A letter to my Senator
Monday, March 21, 2011
In response to the proposed AT&T/T-mobile merger, I fired off a quick letter to both my senator and my congressman encouraging them to do what they could to discourage it.
Will this have an effect? Probably not when only one person sends it. Perhaps, however, others will do the same, and we can change what's going on.
Gosh, I hope I got all my facts right. Maybe I should write to them more often; it felt somewhat liberating to do so.
Will this have an effect? Probably not when only one person sends it. Perhaps, however, others will do the same, and we can change what's going on.
Dear Senator Wyden,
I just wanted to write a quick letter encouraging you to do what you can to have the FCC block the proposed AT&T/T-mobile merger that's made the news in the past couple of days.
I believe that the proposed merger would be bad for competition, bad for the communications industry, and bad for the US economy in whole, and the FCC should, as part of their mandate, not allow this merger to continue.
1) Bad for competition
a) AT&T and T-mobile are the two major carriers in the United States that use the GSM standard for cell phone communications (Verizon and Sprint use CDMA). So, essentially, AT&T and T-mobile are the only two companies competing with each other in their narrowest category.
b) Allowing mergers to create even bigger mega-carriers puts the squeeze even more on what few remaining local carriers there are.
2) Bad for the communications industry
a) Are Verizon & Sprint next? If this merger goes through, what's to stop Verizon & Sprint merging? This would leave only two national carriers, which will be terrible for the industry and terrible for the consumer.
b) Have we not learned from history? The government broke up AT&T once before, and now it's maneuvering into that same position again. AT&T has shown that, as a company, it will either grow until it controls the market or collapses.
c) As the only GSM carrier, the proposed AT&T&T-mobile would be the only carrier to server international travelers as the GSM standard is what's widely used outside of the US.
3) Bad for the US economy
a) AT&T isn't trying to merge with T-mobile to give T-mobile's 42,000 employees better jobs or better benefits; it's looking for T-mobile's customers and infrastructure. So a majority of those 42,000 employees will be finding themselves out of work in an industry increasingly dominated by fewer carriers.

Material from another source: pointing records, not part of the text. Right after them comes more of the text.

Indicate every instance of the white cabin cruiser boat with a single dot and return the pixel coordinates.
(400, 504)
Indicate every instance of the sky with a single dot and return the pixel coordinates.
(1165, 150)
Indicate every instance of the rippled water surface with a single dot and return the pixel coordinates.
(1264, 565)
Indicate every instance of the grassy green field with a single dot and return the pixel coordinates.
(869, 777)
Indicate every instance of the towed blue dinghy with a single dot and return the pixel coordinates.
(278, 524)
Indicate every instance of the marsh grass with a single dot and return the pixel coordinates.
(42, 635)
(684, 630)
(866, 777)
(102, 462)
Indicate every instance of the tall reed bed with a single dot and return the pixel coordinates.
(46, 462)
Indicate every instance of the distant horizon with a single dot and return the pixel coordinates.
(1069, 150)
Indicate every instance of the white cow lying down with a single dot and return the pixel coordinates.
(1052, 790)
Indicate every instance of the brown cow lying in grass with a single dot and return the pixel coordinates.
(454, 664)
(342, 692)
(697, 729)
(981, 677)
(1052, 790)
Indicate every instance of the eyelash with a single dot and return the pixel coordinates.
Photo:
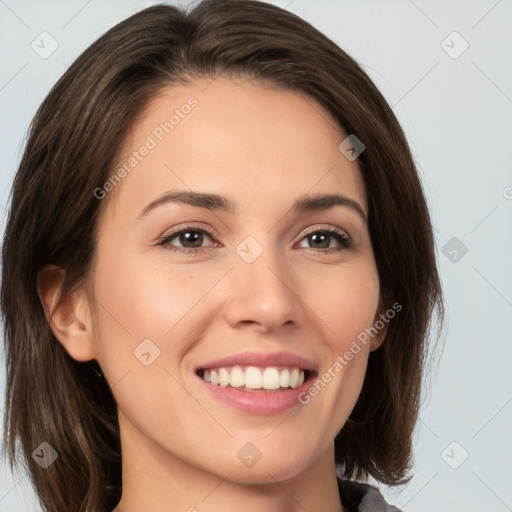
(342, 238)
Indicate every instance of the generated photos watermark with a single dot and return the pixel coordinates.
(152, 141)
(342, 360)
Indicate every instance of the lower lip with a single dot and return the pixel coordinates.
(258, 402)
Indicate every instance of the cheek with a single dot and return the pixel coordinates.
(346, 302)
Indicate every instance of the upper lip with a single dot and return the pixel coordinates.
(262, 360)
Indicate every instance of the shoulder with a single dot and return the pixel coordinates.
(362, 497)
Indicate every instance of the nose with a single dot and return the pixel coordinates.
(261, 295)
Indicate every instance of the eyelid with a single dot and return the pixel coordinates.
(205, 229)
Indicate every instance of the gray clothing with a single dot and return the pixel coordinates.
(362, 497)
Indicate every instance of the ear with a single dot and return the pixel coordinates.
(380, 322)
(68, 314)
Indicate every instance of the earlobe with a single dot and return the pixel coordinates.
(68, 314)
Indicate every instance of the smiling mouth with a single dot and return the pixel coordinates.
(256, 379)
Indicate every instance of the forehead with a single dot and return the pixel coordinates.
(240, 138)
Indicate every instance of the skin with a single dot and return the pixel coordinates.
(263, 148)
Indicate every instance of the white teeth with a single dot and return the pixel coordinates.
(271, 379)
(237, 378)
(223, 378)
(294, 378)
(255, 378)
(284, 378)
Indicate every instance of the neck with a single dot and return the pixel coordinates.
(154, 479)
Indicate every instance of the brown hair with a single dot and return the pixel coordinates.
(71, 150)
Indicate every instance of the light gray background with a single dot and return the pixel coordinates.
(457, 114)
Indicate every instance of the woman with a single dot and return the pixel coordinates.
(218, 273)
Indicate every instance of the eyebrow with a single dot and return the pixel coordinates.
(216, 202)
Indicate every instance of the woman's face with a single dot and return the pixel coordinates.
(262, 278)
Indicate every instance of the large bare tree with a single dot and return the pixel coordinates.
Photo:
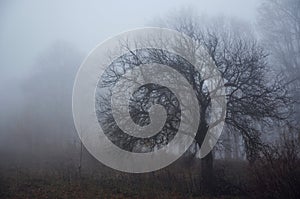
(251, 98)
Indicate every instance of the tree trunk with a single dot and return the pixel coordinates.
(207, 174)
(207, 177)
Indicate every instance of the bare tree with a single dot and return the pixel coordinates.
(251, 98)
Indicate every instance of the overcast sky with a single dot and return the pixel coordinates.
(29, 27)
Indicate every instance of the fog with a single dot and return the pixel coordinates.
(43, 44)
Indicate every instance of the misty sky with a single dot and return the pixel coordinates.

b) The economy and taxes are fueled by transactions. The more transactions there are, the more tax revenue is collected and the more economic growth we experience. Removing major companies from the playing field is going to have a negative ripple effect on the economy, especially since AT&T will no longer be trying to put in the infrastructure to support and expand its own network, it will just be absorbing T-mobile's.
In summary this merger is a bad idea and nobody by AT&T will win by doing it. As an AT&T customer, I'm looking forward to leaving when my contract is up; I'm tired of dropped calls and spotty service. If mergers like are allowed to continue, I'll have no place to go.
Thank you for your time.
Respectfully submitted,
Burton Simmons
burtomsimmons@gmail.com
www.burtonsimmons.com
Gosh, I hope I got all my facts right. Maybe I should write to them more often; it felt somewhat liberating to do so.